The region between the convergence of the A68 and A696 main roads on their way to Scotland is not known for its rock art and the cluster of 13 panels at Ray-Sunniside in the Beckensall Archive stands out. It is lovely walking country of rolling heather moorland and recent forestry blocks dotted on the map with cairns and ancient settlements of all kinds.
Although only 4km south of the impressive multiple cup and ring carvings of Tod Crag, all 13 rocks at Ray-Sunniside were described as having just single or multiple cup-marks, most were portable but probably associated with cairns. It's often hard to prove cup-marked rocks as being artificial and not natural features so I visited with an open and largely sceptical mind.
The site is approached from the minor road which runs between Ridsdale on the A68 and Knowesgate, just north of Kirkwhelpington on the A696. The main ridge is about 260m above sea-level and runs SW to NE on a slope south of Ray Fell.
There proved to be a large number of cairns, old boundaries and enclosures with a few remains of round-houses.
Of the Beckensall panels, I failed to find two (b and m) and six (d, e, g, h, k and l) were unconvincing as definite rock art as the cups were shallow. h is a strangely grooved rock but may be the result of natural erosion along the bedding planes. The others though have deep cups and several are located close-to or were closely-ssociated with the cairn-field.

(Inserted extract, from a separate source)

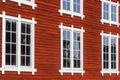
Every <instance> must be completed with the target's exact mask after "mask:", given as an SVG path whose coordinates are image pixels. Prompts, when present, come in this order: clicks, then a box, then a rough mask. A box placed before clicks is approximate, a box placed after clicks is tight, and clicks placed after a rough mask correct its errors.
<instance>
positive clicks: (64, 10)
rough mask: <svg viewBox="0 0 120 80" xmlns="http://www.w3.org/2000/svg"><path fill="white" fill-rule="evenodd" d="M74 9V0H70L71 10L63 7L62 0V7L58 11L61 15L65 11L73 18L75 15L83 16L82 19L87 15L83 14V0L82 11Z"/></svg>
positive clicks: (80, 2)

Although many of the cairns may have been for field clearance, a few may have been used for burials and the incorporation of portable cup-marked rocks in such Bronze Age cairns is a well known phenomenon. Rock i, for example, which has a single cup-mark about 8cm diameter and 4cm deep, lies close to a prominent cairn. The Archive entry quotes Phil Deakin that the stone was used as the end stone of a burial cist, facing inward. The cup-marks on a, c, f, and j, and also b and m on Archive evidence, are similar in size and form and I reckon are convincingly genuine rock art, albeit of the not very exciting kind!
A search of the area on Keys to the Past showed two records under Canny Cleugh (the name of a small stream to the north). One is for an enclosure, field system, cairns and hollow ways of unknown date and the other for a field system, clearance cairns and the ring banks of round houses (seen on aerial photos) and assigned to the later prehistoric period. At the west end of the ridge is a very prominent rectangular-banked enclosure with the remains of round houses and a field system (given the name 'Sunnyside near Ferneyrigg') which links to a similar site to the SE ('Ray Burn') by a hollow way. These are both described as Roman-period native farmsteads.